Recent reports are published annually by The Block analyzing in detail the competitive models of Phase 1 and Phase 2 and detailing the technological processes and development of 10 main layers.
1. 2021 competition process
One of the key models for 2021 will be the development of Phase 1 (L1) blockchains and their ecosystems, especially with regard to the development of Ethereum, now the leader of the contract platform. As mentioned in the Industry Status section, the Phase 1 protocol is one of the cryptocurrency market wins in 2021.
The amplification of the recovery rate of class 1 platform cryptocurrencies against ETH surpasses the recovery rates of ETHs such as Fantom (FTM), Solana (SOL) and Terra (LUNA).

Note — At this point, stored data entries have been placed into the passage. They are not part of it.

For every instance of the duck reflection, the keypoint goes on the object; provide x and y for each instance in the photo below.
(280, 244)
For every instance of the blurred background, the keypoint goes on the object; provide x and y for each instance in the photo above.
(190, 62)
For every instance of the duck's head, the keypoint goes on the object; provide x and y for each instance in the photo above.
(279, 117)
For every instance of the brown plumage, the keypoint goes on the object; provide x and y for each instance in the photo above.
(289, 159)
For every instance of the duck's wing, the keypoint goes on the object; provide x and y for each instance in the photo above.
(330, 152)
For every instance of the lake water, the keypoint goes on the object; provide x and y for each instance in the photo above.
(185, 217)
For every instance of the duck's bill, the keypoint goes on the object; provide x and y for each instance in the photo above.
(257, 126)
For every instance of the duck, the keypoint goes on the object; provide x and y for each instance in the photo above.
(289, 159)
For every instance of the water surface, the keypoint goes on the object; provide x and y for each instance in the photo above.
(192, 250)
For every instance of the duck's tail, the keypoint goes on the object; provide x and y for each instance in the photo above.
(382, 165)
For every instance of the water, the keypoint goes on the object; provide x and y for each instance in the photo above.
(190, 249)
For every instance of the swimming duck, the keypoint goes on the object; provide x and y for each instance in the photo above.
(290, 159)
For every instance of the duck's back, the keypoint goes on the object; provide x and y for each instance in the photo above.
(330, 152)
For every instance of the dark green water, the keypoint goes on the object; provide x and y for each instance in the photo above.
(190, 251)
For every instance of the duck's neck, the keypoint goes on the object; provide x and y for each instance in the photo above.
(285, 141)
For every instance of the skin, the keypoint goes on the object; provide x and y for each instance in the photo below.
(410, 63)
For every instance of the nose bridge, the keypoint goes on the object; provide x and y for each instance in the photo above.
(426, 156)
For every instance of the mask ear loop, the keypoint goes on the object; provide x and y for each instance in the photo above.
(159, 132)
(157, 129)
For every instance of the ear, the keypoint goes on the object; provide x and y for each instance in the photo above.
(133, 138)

Price and performance side by side, the consumer value of L1 will increase further, mainly due to the emergence of the DeFi ecosystem on multiple L1 platforms. With a growing selection of DeFi protocols, users are increasingly able to deposit large amounts of financial data into business applications such as digital exchange (DEX), loan processes, mutual benefits, aggregation and exchange.
At Ethereum alone, the total cost (TVL) of the DeFi protocol rose from around $ 16.1 billion at the start of 2021 to $ 101.4 billion on November 30, an increase of 530% from a year over year. TVL's DeFi operations, the L1 ecosystem, have grown exponentially, adding more than $ 166 billion, an increase of 974% since the start of the year.
Ethereum has always pegged almost all of its capital to DeFi as early as 2021, but DeFi TVL shares have fallen to 63% as of November 30.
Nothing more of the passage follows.